L'être intellectuel est heureux de dominer l'autre, mais tout à la fois il reste exaspéré par cet autre, qui lui présente dans son action maladroite comme une caricature de sa propre pensée.
La correspondance de Dostoïevsky nous renseigne sur l'élaboration de ses œuvres, et en particulier sur celle des Possédés, ce livre extraordinaire que je tiens, pour ma part, pour le plus puissant, le plus admirable du grand romancier. Nous assistons ici à un phénomène littéraire bien singulier. Le livre que Dostoïevsky prétendait écrire était assez différent de celui que nous avons. Tandis qu'il le composait, un nouveau personnage, auquel il n'avait presque pas pensé tout d'abord, s'imposa à son esprit, prit peu à peu la première place et en délogea celui qui d'abord devait être le principal héros. «Jamais aucune œuvre ne m'a coûté plus de peine,» écrit-il de Dresde, en octobre 1870[81]:
Au commencement, c'est-à-dire vers la fin de l'été dernier, je considérais cette chose comme étudiée, composée, je la regardais avec hauteur. Ensuite, m'est venue la véritable inspiration et, soudain, je l'ai aimée, cette œuvre, je l'ai saisie des deux mains, et je me suis mis à biffer ce que j'avais d'abord écrit. Cet été, un autre changement est survenu, un nouveau personnage a surgi avec la prétention de devenir le héros véritable du roman, de sorte que le premier héros a dû se retirer au second plan. C'était un personnage intéressant, mais qui ne méritait pas réellement le nom de héros. Le nouveau m'a tellement ravi, que je me suis mis encore une fois à refaire toute mon œuvre. (Correspondance, p. 384.)

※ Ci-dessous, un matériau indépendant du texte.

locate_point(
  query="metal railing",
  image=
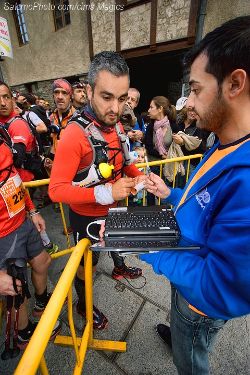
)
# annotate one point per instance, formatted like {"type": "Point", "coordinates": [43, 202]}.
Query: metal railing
{"type": "Point", "coordinates": [33, 356]}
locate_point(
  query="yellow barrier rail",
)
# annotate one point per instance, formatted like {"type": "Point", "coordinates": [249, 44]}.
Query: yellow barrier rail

Ce nouveau personnage auquel il donne à présent toute son attention, c'est Stavroguine, la plus étrange peut-être et la plus terrifiante création de Dostoïevsky. Stavroguine s'expliquera lui-même vers la fin du livre. Il est bien rare que chaque personnage de Dostoïevsky ne donne pas, à un moment ou à un autre, et souvent de la manière la plus inattendue, la clé pour ainsi dire de son caractère, dans quelque phrase qui tout à coup lui échappe. Voici donc ce que Stavroguine dira de lui-même:
Rien ne m'attache à la Russie, où, comme partout, je me sens étranger. À la vérité ici (en Suisse) plus qu'en aucun endroit, j'ai trouvé la vie insupportable, mais même ici, je ri ai rien pu détester. J'ai mis pourtant ma force à l'épreuve. Vous m'aviez conseillé de faire cela (pour apprendre à me connaître). Dans ces expériences, dans toute ma vie précédente, je me suis révélé immensément fort. Mais à quoi appliquer cette force? Voici ce que je n'ai jamais su, ce que je ne sais pas encore. Je puis comme je l'ai toujours pu, éprouver le désir de faire une bonne action, et j'en ressens du plaisir. À côté de cela, je désire aussi faire le mal, et j'en ressens également de la satisfaction[82].
Nous reviendrons, dans ma dernière causerie, sur le premier point de cette déclaration, si importante aux yeux de Dostoïevsky: l'absence d'attache de Stavroguine avec son pays. Considérons seulement aujourd'hui cette double attirance qui écartèle Stavroguine:
Il y a dans tout homme, disait Baudelaire, deux postulations simultanées: l'une vers Dieu, l'autre vers Satan.
Au fond, ce que chérit Stavroguine, c'est l'énergie. Nous demanderons à William Blake l'explication de ce mystérieux caractère. «L'Énergie est la seule vie. L'Énergie, c'est l'éternel délice», disait Blake.
Écoutez encore ces quelques proverbes: «Le chemin de l'excès mène au palais de la sagesse», ou encore: «Si le fou persévérait dans sa folie, il deviendrait sage», et cet autre: «Celui-là seul connaît la suffisance qui d'abord a connu l'excès.» Cette glorification de l'énergie prend chez Blake les formes les plus diverses: «Le rugissement du lion, le hurlement des loups, le soulèvement de la mer en furie et le glaive destructeur sont des morceaux d'éternité trop énormes pour l'œil des hommes.»
Lisons encore ceci: «Citerne contient, fontaine déborde», et: «Les tigres de la colère sont plus sages que les chevaux du savoir»; et enfin cette pensée par laquelle s'ouvre son livre Du Ciel et de l'Enfer, et que Dostoïevsky semble s'être appropriée sans la connaître: «Sans contraires, il n'y a pas de progrès: Attraction et répulsion, raison et énergie, amour et haine, sont également nécessaires à l'existence humaine.» Et plus loin: «Il y a et il y aura toujours sur la terre ces deux postulations contraires qui seront toujours ennemies. Essayer de les réconcilier, c'est s'efforcer de détruire l'existence.»